Exakt 45.387 Salzburger haben 2013 bei den Landtagswahlen der FPÖ ihre Stimme gegeben, die Blauen kamen damit auf 17 Prozent. Wäre nächsten Sonntag Wahl - der Ausgang wäre wohl sehr ungewiss für die FPÖ und die abgespaltene FPS unter Karl Schnell. Das weiß auch der von Bundesparteichef HC Strache über Nacht eingesetzte Rechtsanwalt Andreas Schöppl, der heute Abend beim "Zukunftsparteitag" offiziell zum Landesobmann gewählt werden soll. Einen Gegenkandidaten gibt es dem Vernehmen nach nicht, auch weil kaum einer den Knochenjob übernehmen, geschweige denn Straches Order und den "Reinigungsprozess" - wie die FPÖ es selbst nennt - konterkarieren will. Schöppl wird auch gleich seinen ersten Auftrag entgegen nehmen: Die völlige Umstrukturierung der Partei, einen neuen Obmann aufbauen und einen Spitzenkandidaten für die Wahl 2018 zu finden. Innerhalb eines Jahres soll dann wieder ein ordentlicher Parteitag abgehalten werden. Schöppl hatte ja wie berichtet angekündigt, den Obmann nur ein Jahr lang zu übernehmen.
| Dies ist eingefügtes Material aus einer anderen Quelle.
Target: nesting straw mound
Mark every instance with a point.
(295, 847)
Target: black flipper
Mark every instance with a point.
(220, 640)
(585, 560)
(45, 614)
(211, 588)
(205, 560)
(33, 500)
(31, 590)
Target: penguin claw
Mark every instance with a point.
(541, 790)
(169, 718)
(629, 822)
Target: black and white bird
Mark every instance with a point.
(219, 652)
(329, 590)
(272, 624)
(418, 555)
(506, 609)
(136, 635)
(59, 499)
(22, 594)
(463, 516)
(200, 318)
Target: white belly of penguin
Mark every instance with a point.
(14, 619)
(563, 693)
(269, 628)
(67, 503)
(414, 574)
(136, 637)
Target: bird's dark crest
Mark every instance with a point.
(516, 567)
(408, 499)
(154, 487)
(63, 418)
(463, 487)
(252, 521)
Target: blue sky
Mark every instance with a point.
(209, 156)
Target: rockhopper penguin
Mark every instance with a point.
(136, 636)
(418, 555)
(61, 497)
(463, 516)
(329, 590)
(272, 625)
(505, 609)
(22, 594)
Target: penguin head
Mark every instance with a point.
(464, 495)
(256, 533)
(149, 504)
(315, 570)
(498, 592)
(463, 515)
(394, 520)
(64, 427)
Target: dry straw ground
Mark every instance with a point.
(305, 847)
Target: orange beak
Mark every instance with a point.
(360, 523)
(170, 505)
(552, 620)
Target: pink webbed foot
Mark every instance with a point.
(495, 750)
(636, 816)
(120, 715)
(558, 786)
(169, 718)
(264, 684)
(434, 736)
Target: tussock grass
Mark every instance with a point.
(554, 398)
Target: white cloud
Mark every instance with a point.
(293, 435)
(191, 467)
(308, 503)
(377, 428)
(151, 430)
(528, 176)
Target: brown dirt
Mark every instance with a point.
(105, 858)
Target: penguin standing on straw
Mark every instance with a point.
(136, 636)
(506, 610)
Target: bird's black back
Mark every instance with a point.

Da werden dem Flachgauer Hermann Stöllner Chancen eingeräumt, nachdem der Pinzgauer Markus Steiner als Zukunftshoffnung zur FPS wechselte.

FPS-Leute suchen landesweit Überläufer
Mit dem Eintagesauftritt von Roman Hotter im Pinzgau ist die Stelle des FPÖ-Bezirksobmanns jedenfalls wieder zu haben, Schöppl muss einen neuen Mann wählen lassen - Strache soll nur mehr den Kopf geschüttelt haben: "Die Schnell-Truppe versucht alles, um Leute zum Überlaufen zu bewegen", sagt ein Parteibeobachter zur "Krone". Schöppl dazu: "Solche abgekartete Machenschaften bringen mich nicht im Geringsten aus der Ruhe."

Doch wer Schöppl kennt, der weiß, dass der Anwalt nicht zimperlich ist, was Zugehörigkeit zu den Blauen angeht. Bei den Bezirksparteitagen ließ er sich von jedem Delegierten in die Hand versprechen, dass nur die FP die einzig wahre Partei sei. Umkämpft ist hingegen noch der Pongau, wo die FPS noch keinen Vertreter hat. In der Stadt soll Bundesrat Dietmar Schmittner gegen FPÖ-Klubchef Andreas Reindl zur Wahl 2019 antreten. Ganz nach Vorbild von Ex-FPÖ-BZÖ-Team Stronach-Kandidat Eduard Mainoni. Karl Schnell ist beflügelter denn je, 2018 will er es noch einmal wissen, wie er schon vor Wochen ankündigte: "Die vielen Rückmeldungen haben mir gezeigt: Die Leute wollen von mir wissen, was ist da bloß in den Strache gefahren?"